University of the District of Columbia Community College (UDC-CC)
- Type: Public, land grant, HBCU
- Established: 1851; 175 years ago
- Parent institution: University of the District of Columbia
- Chairman: Christopher Bell
- Provost: Dr. Lawrence T. Potter
- Dean: Dr. Marilyn Hamilton
- Chief Academic Officer: Dr. Lawrence T. Potter
- Faculty: 37 (100 part time adjuncts)
- Location: Washington, DC, United States
- Campus: Urban;
- Website: www.udc.edu/cc

= University of the District of Columbia Community College =

Public college in Washington, D.C. US

The University of the District of Columbia Community College (UDC-CC) is an open-enrollment, public community college located in Washington, D.C. It operates the associate degree, Certificate, Continuing Education and Workforce Development programs that are offered by the University of the District of Columbia. The primary campus is located in Forest Hills (also known as Van Ness).

== History ==
The Normal School for Colored Girls was established in 1851 and by 1879, the name was changed to "Miner Normal School". Washington Normal School was established in 1873 for girls, and renamed the "Wilson Normal School" in 1913. In 1929, the United States Congress made both schools four-year teachers' colleges and renamed as "Miner Teachers College" for African Americans and "Wilson Teachers College" for whites. In 1955, the two schools merged and were renamed the "District of Columbia Teachers College".

In 1967, Congress awarded the University of the District of Columbia (UDC) land-grant status and a $7.24 million endowment (USD), in lieu of a land grant.

Beginning with the 2009–10 academic year, UDC's programs were split and the UDC Community College (UDC-CC) assumed UDC's associate degree, Certificate, Continuing Education and Workforce Development programs, with UDC's other colleges and schools going forward with the bachelor and graduate degree programs. While UDC-CC maintains an open enrollment policy, UDC has instituted higher admission standards for the bachelor and graduate programs. These changes were in response to UDC's low graduation rate, where only 7.9% of students complete their degrees within 6 years.

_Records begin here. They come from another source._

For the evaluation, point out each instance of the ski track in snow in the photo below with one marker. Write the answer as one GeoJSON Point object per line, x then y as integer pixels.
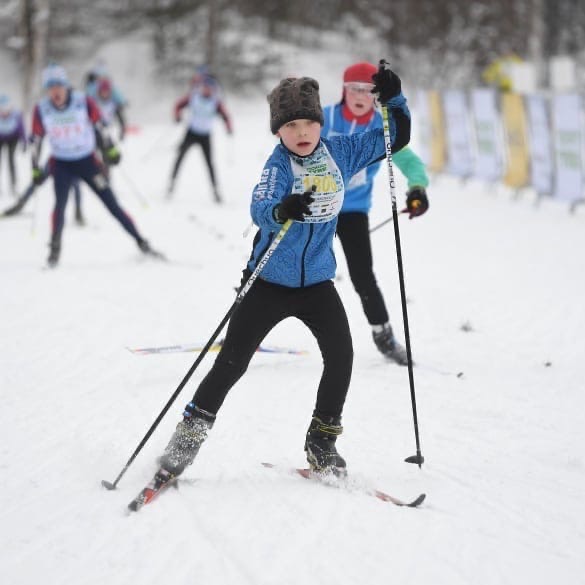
{"type": "Point", "coordinates": [503, 473]}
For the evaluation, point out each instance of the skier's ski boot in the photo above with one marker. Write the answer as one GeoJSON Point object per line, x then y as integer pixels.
{"type": "Point", "coordinates": [187, 439]}
{"type": "Point", "coordinates": [54, 253]}
{"type": "Point", "coordinates": [388, 346]}
{"type": "Point", "coordinates": [171, 188]}
{"type": "Point", "coordinates": [322, 455]}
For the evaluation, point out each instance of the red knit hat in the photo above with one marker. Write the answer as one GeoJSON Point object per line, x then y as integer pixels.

In early 2012, University of the District of Columbia Community College tried achieve independent accreditation but discovered that it couldn't get accredited because UDC's, its host university, finances were so unstable.

==Academics==
UDC-CC offers the following academic programs:

===Certificate Programs===
- Nursing Assistant
- Office Technology
- Practical Nursing

===Associate Degrees===
- Administrative Office Management
- Architectural Engineering Technology
- Automotive Technology
- Aviation Maintenance Technology
- Business Technology
- Construction Management
- Computer Accounting Technology
- Computer Science Technology
- Corrections Administration
- Education
  - Infant / Toddler Education
  - Early Childhood/School Age (Pre-K – Grade 3)
  - General Education (Elementary and Secondary)
- Fashion Merchandising
- Graphic Communication Technology
- Graphic Design
- Hospitality Management & Tourism
- Law Enforcement
- Legal Assistant
- Liberal Studies
- Mortuary Science
- Music
- Nursing (Program Suspended)
- Respiratory Therapy

The 2009-10 year was a transition period where UDC-CC operated from the UDC campus while a new location for its programs was being developed. UDC-CC now provides classes at ten locations throughout Washington DC.

==Campus==
The main (Van Ness) campus of UDC is located at Connecticut Avenue and Van Ness St. in Northwest Washington, DC. UDC is primarily a commuter school and opened its first residential accommodations or dormitories in August 2010 by leasing an apartment building across the street from its campus. Some UDC-CC students live in this dorm. The main UDC campus will continue to house UDC-CC's mortuary science program.

UDC-CC has established a number of other locations to conduct its programs beginning with the Fall 2010 semester:
- Bertie Backus: 5171 S. Dakota Ave. NE - main academic and administrative center
- Ronald Reagan National Airport, Hangar #2 - aviation maintenance technology programs Workforce development programs are offered at a number of DC High School campuses.